A tradição de consorciar o algodão com as leguminosas feijão-de-corda (Vigna unguiculata) e feijão-de-arranque (Phaseolus vulgaris) permitia o aporte de nitrogênio ao sistema. Os agricultores também podiam intercalar o milho, o jerimum, o cará, a macaxeira, entre outras espécies alimentares. Depois da colheita do algodão, suas ramas (folhas verdes) eram utilizadas como alimento para os animais. Das sementes era extraído o azeite empregado nos candeeiros. Após a extração do azeite, sobrava a torta do algodão, alimento de qualidade fornecido às vacas de leite. Além desses subprodutos, o sistema prestava um importante serviço ambiental na medida em que as fileiras de algodão arbóreo, que chegavam a atingir cinco a sete metros de altura, funcionavam como uma cortina quebra-ventos, o que nas condições climáticas da região é um grande aliado na economia da água do sistema.
No entanto, a partir da década de 1980, a atividade entrou numa trajetória de decadência em função de uma conjugação de fatores de ordem ambiental e econômica, em especial a política de liberalização dos mercados agrícolas adotada pelo governo brasileiro, favorecendo a importação de grandes volumes de pluma de algodão em detrimento dos produtores da região.
Do ponto de vista ambiental, criou-se um verdadeiro “caos ecológico” com as transformações técnicas introduzidas nos sistemas de produção, sobretudo com a substituição do algodão arbóreo (mocó e seridó) por variedades herbáceas. Por não encontrarem na região as condições ambientais adequadas para expressar seus potenciais produtivos, essas variedades vieram acompanhadas de um pacote tecnológico intensivo em insumos externos e tratos culturais. Além de gerar aumentos substanciais nos custos de produção e na demanda de trabalho, esse pacote induziu o plantio do algodão em sistema de monocultivo, contrariando a tradição regional de intercalação de espécies alimentícias nos algodoais. A combinação desses fatores criou as condições propícias para a proliferação desenfreada de populações de insetos-praga no algodão, em particular o bicudo.
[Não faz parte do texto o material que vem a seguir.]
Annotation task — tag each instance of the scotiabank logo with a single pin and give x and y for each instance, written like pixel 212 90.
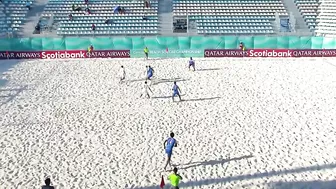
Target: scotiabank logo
pixel 63 54
pixel 270 53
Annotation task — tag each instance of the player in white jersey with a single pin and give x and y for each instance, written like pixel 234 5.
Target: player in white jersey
pixel 146 90
pixel 122 74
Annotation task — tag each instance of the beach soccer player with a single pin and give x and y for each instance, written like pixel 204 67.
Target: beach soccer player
pixel 176 91
pixel 146 90
pixel 122 74
pixel 146 51
pixel 150 73
pixel 192 64
pixel 169 144
pixel 174 179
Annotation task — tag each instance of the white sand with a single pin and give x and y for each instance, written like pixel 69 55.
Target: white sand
pixel 71 121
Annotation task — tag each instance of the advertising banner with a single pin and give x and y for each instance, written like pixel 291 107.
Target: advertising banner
pixel 168 53
pixel 267 53
pixel 64 54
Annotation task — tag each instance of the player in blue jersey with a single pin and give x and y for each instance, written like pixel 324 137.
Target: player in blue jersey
pixel 176 91
pixel 150 72
pixel 169 144
pixel 192 63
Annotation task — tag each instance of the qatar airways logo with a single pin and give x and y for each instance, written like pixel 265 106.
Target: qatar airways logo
pixel 63 55
pixel 270 53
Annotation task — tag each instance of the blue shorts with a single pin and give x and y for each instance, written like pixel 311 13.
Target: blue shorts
pixel 176 93
pixel 169 152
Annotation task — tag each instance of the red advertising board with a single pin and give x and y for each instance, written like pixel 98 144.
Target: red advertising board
pixel 278 53
pixel 64 54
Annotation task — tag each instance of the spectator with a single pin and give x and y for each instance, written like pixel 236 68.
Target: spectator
pixel 38 27
pixel 107 20
pixel 146 51
pixel 47 186
pixel 147 4
pixel 88 11
pixel 119 9
pixel 74 8
pixel 122 11
pixel 28 5
pixel 241 46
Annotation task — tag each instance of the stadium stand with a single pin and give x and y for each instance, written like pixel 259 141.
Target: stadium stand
pixel 308 9
pixel 136 20
pixel 231 16
pixel 12 15
pixel 326 20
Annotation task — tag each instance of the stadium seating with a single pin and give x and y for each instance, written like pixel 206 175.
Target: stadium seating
pixel 308 9
pixel 130 23
pixel 231 16
pixel 326 21
pixel 12 15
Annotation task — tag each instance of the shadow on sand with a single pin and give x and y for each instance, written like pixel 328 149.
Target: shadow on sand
pixel 276 185
pixel 211 162
pixel 159 81
pixel 199 99
pixel 12 96
pixel 210 69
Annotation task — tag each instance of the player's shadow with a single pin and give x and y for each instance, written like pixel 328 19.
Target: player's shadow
pixel 199 99
pixel 211 162
pixel 164 97
pixel 135 80
pixel 159 81
pixel 210 69
pixel 10 97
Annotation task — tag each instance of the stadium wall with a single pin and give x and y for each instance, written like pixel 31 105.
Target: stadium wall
pixel 159 47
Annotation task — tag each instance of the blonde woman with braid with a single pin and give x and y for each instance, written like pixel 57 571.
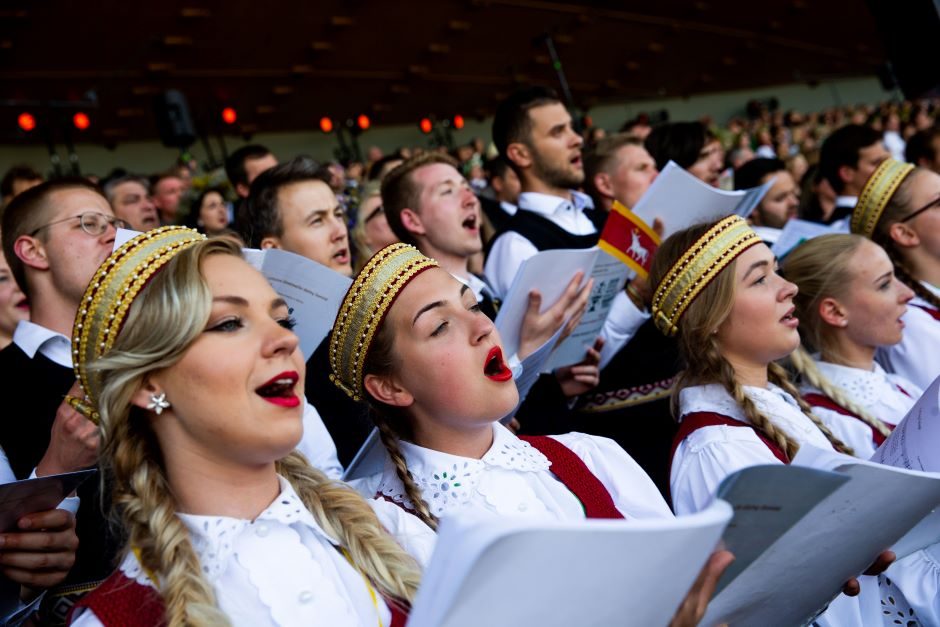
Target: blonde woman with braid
pixel 187 361
pixel 716 289
pixel 412 341
pixel 899 208
pixel 849 304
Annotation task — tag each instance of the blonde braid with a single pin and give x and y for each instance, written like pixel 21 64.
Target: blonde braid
pixel 412 491
pixel 711 366
pixel 754 415
pixel 778 376
pixel 345 515
pixel 148 511
pixel 806 366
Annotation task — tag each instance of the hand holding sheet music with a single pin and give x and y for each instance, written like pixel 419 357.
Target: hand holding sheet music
pixel 591 572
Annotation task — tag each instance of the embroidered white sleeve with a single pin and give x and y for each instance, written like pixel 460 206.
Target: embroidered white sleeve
pixel 706 457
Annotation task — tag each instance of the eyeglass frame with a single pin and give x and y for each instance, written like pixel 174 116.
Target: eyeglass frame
pixel 374 214
pixel 114 221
Apesar da derrocada da cotonicultura no semiárido, um número significativo de famílias agricultoras permaneceu cultivando o algodão como alternativa econômica compatível com a realidade local. Compreender essa capacidade e vocação da agricultura familiar de manejar os cultivos mesmo em contextos econômicos e ambientalmente desfavoráveis é condição primordial para desenvolver novas bases técnicas que possibilitem a convivência da atividade com os insetos-praga e que viabilizem o soerguimento das potencialidades econômicas do cultivo do algodão no semiárido. Foi com base nesse princípio que um conjunto de organizações deu início à experiência apresentada neste artigo voltada ao desenvolvimento de sistemas agroecológicos de produção de algodão na região do Curimataú do estado da Paraíba.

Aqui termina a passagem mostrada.